This code should do it, pragmas to specify interface types and pipeline are not necessary when compiling to xo. You always can use vitis_hls to import the code and synthesize to check for errors. If you do so, make sure you select Vitis Kernel Flow

#include "ap_axi_sdata.h"
#include "ap_int.h"
#include "hls_stream.h"

#define DWIDTH 512
#define TDWIDTH 16

typedef ap_axiu<DWIDTH, 1, 1, TDWIDTH> pkt;

extern "C" {
void b_queue(hls::stream<pkt> &n2k, 
             hls::stream<pkt> &k2n ){
#pragma HLS interface ap_ctrl_none port=return

unsigned int size = 1408*20;
unsigned int bytes_per_beat = (DWIDTH / 8);

data_mover:
    pkt v_in;
    pkt v_out;
    ap_uint<DWIDTH> buffer[440];

    for (unsigned int i = 0; i < (size / bytes_per_beat); i++) {
        n2k.read(v_in);
        buffer[i] = v_in.data;
    }

    for (unsigned int i = 0; i < (size / bytes_per_beat); i++) {
        v_out.data = buffer[i];
        v_out.keep = -1;
        if ( (((size / bytes_per_beat) - 1)==i) || ((((i + 1) * DWIDTH/8) % 1408) == 0))
        v_out.last = 1;
        else 
        v_out.last = 0;
        v_out.dest = 1;
        k2n.write(v_out);
  }
}
}

Mario

xuwenquan0 commented 4 years ago

It works fine, thanks a lot!

xuwenquan0 commented 4 years ago

Another problem occurred when I ran the queued loopback example (my modified code). The host sent packets to U280 Alveo card and had packets back. However, I parsed the packet and found each returned packet has 64 bytes left shift, e.g., the sent packet is a 1408-string of 'a'+1406'c' + 'b' (the number is the length), and the returned packet is always a string of 1343'c'+'b'+'a'+63'c'. I also tried to fill the packet with int number by struct.pack() and parse it bystruct.unpack(), and the result was the same, i.e., with 64 bytes left shift. I ran experiments many times, and the 64-bytes shift is stable.

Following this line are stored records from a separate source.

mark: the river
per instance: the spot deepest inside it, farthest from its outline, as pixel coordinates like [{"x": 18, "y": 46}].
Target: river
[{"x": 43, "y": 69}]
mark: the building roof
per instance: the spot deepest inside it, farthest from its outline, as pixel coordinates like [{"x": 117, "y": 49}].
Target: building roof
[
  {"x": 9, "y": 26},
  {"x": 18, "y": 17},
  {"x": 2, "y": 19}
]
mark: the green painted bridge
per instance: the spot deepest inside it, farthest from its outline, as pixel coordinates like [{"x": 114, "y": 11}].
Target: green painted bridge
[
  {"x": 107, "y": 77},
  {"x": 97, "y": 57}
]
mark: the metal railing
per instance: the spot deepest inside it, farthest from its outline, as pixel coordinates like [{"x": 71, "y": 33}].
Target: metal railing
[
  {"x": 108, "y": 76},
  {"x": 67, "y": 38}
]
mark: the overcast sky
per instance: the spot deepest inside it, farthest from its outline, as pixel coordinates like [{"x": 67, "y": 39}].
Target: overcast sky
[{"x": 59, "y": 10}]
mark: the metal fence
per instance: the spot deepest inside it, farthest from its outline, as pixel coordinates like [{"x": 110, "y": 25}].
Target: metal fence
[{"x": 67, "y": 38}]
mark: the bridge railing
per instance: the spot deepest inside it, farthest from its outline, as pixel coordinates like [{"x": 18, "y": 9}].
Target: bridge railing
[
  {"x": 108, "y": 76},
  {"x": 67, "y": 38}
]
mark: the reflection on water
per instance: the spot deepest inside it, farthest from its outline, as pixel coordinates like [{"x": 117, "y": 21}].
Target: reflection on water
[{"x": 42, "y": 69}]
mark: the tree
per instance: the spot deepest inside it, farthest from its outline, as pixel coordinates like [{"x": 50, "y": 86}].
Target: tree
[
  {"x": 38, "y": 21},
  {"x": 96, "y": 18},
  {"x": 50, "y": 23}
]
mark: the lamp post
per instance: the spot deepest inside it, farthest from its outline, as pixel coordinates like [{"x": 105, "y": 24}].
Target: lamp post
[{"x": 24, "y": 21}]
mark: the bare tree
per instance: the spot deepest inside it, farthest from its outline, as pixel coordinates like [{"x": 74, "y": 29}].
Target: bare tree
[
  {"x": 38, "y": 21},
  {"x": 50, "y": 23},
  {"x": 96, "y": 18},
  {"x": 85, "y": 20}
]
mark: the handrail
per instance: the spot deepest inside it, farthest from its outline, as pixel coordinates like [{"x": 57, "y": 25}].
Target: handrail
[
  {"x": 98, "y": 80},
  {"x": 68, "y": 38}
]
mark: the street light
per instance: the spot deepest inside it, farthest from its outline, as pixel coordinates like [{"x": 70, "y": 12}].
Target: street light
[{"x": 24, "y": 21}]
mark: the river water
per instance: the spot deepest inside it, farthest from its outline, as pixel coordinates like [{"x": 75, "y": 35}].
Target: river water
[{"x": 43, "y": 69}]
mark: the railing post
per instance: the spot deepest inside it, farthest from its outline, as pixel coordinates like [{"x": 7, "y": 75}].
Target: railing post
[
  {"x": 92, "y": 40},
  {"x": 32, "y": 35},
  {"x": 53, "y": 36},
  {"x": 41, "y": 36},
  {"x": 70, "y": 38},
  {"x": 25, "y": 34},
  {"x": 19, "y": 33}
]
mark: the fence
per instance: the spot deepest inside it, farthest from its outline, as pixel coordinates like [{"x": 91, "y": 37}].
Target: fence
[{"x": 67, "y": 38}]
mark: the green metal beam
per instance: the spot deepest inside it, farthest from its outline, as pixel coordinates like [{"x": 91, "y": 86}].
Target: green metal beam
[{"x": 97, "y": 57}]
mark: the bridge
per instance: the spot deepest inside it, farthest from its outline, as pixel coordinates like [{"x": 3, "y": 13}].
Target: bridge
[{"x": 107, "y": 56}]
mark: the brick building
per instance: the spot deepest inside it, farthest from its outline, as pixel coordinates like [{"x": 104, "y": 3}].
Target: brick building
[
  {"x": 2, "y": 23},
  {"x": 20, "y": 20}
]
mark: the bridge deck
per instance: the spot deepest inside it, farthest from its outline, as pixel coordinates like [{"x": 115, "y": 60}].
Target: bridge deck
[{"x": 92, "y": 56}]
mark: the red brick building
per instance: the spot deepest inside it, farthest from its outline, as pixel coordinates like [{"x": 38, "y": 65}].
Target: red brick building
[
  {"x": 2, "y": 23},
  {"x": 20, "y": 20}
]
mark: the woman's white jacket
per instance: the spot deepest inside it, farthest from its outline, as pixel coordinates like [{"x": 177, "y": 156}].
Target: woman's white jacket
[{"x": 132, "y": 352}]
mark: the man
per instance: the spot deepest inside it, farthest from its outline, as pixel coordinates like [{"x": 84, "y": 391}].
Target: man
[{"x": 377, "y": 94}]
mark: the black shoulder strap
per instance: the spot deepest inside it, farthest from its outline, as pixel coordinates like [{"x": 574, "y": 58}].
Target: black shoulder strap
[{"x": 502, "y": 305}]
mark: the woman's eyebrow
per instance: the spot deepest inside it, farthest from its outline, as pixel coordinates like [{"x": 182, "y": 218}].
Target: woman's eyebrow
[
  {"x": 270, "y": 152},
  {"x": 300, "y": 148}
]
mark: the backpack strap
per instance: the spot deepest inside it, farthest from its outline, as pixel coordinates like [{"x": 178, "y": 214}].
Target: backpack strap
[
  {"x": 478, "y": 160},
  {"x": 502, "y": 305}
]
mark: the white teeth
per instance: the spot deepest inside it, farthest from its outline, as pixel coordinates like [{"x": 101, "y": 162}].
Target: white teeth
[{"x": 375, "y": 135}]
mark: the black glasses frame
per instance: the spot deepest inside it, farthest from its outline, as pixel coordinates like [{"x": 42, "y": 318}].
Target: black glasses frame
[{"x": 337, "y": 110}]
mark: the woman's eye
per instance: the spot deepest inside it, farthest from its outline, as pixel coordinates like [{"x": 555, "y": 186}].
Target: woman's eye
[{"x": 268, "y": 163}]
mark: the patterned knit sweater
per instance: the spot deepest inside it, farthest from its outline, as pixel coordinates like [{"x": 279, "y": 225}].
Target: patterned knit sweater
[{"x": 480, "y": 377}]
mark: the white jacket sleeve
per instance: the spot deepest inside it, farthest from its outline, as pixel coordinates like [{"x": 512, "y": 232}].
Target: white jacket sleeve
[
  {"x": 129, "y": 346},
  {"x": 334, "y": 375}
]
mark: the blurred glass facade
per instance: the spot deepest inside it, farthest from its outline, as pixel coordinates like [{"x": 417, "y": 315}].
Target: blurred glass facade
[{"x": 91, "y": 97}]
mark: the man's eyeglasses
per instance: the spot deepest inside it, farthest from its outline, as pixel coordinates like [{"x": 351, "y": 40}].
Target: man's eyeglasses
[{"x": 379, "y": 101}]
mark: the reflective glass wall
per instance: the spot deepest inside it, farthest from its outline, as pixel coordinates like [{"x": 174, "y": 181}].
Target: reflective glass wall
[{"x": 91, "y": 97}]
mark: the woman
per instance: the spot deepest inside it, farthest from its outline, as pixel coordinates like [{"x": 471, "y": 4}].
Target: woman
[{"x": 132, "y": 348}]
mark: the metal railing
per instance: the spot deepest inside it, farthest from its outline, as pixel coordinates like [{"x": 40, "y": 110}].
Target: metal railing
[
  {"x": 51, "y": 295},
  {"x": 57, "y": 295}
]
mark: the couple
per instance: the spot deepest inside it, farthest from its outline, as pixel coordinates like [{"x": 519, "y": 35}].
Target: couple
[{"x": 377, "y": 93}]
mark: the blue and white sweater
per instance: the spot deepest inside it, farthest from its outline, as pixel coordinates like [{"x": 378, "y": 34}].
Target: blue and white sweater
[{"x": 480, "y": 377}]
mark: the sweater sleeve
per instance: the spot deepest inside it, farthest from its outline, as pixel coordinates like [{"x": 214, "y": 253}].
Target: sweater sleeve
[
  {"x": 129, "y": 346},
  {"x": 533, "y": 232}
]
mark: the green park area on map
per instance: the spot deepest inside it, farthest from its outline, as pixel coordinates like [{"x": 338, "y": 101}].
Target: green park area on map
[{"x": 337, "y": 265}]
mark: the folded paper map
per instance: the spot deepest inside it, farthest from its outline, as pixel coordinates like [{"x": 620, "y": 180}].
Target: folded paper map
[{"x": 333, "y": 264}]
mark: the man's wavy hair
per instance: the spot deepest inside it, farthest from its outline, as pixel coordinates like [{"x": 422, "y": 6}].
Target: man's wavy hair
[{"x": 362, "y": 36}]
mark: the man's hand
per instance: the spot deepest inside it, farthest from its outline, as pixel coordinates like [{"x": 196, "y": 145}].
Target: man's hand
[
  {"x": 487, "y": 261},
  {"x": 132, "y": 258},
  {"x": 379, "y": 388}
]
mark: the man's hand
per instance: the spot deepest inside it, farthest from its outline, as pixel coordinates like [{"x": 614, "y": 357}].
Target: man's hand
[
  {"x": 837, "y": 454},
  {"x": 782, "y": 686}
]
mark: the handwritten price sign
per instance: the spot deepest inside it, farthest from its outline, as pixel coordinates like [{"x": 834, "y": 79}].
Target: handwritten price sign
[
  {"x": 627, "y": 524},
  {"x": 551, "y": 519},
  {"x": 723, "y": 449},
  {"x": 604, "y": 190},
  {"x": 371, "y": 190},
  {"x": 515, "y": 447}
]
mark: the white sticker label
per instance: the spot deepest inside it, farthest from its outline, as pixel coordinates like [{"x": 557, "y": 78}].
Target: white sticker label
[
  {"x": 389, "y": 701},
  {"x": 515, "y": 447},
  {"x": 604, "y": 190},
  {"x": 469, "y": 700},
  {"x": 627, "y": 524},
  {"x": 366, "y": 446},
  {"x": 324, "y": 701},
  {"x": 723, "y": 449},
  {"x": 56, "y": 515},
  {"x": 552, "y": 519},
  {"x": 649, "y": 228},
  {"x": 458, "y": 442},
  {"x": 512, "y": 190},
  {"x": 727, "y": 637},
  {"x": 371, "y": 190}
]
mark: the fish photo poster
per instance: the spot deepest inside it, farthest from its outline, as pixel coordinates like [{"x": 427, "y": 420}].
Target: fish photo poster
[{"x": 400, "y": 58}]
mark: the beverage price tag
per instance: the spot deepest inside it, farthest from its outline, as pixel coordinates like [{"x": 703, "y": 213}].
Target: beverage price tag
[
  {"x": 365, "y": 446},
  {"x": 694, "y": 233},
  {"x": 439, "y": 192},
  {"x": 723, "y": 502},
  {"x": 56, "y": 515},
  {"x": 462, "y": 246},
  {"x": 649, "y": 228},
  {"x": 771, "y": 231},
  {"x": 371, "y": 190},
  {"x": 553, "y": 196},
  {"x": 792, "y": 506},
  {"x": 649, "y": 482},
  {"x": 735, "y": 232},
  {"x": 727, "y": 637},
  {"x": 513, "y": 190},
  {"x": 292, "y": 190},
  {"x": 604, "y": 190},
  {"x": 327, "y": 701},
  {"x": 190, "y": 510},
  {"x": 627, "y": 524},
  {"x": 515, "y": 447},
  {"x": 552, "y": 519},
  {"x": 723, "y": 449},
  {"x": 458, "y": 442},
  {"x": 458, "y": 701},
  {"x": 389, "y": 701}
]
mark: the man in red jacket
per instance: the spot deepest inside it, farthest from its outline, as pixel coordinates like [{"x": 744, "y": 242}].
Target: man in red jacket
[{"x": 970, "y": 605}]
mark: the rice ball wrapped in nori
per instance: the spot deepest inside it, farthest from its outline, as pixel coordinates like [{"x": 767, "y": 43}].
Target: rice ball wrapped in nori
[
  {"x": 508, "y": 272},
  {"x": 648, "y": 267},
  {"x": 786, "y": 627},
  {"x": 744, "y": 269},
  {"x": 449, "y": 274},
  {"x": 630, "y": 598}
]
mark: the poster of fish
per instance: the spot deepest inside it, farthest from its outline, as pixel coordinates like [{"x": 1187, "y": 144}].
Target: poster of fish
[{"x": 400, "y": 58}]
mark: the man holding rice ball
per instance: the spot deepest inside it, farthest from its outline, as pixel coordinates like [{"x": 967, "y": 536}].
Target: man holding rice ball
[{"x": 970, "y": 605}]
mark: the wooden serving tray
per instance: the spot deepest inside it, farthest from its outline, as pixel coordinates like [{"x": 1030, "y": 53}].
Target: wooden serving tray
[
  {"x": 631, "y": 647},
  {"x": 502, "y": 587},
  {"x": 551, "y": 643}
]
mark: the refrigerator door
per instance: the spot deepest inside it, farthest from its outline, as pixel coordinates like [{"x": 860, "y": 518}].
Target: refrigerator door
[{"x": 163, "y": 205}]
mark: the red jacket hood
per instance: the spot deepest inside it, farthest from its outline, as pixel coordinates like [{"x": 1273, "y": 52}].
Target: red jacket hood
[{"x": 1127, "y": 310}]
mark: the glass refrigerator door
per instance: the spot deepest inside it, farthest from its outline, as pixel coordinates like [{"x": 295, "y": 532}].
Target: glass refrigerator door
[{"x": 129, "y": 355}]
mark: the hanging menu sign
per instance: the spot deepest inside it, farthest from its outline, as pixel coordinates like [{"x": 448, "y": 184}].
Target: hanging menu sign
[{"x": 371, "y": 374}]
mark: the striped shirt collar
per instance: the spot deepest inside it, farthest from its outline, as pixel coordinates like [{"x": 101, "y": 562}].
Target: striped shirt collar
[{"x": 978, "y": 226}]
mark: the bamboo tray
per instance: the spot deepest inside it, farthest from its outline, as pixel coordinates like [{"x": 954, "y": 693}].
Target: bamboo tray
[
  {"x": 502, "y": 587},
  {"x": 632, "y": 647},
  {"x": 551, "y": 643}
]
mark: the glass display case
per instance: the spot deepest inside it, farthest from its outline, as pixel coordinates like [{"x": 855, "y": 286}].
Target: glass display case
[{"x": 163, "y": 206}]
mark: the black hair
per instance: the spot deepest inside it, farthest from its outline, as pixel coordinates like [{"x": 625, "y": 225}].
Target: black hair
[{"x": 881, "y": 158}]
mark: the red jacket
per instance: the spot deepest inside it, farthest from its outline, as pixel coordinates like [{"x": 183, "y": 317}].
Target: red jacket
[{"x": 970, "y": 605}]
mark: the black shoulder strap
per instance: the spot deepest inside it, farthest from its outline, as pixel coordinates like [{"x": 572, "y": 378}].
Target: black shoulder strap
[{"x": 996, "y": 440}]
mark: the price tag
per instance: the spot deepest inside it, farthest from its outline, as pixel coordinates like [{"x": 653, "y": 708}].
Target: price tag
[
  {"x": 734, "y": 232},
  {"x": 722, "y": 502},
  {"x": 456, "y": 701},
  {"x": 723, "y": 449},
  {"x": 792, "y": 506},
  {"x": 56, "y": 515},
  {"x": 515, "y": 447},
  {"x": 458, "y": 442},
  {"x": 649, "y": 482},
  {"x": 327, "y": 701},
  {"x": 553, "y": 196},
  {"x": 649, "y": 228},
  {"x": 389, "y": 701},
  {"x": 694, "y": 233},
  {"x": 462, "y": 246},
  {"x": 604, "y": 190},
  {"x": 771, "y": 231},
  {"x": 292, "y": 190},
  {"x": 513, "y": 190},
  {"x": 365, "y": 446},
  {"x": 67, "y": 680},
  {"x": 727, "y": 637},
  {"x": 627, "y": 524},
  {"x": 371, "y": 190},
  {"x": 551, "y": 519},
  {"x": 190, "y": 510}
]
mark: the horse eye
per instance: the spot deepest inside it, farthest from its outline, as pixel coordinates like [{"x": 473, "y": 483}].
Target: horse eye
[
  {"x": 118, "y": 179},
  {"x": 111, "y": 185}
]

mariodruiz commented 4 years ago

I am sorry. I cannot help you debugging your application.

xuwenquan0 commented 4 years ago

Sorry to bother. I was intended to wonna know if you encounter the similar problem in basic basic example code, as I noticed the vnc-basic example send a random packet to Alveo card and deliver it to Host by Pcie, and np.array_equal checks wether the packet is changed during transferring. Does it means the original basic-example do not causes this problem, then I should check my own code of b_queue.cpp ? Or the top-down network stack processing may change the packet? Thank you anyway!

xuwenquan0 commented 4 years ago

I have found the reason. I seems the new xclbin flash won't reset the buffer on board, which makes the bytes shift. Only executing sudo /opt/xilinx/xrt/bin/xbutil reset can entirely reset the board, I will notice it, Thx. 👍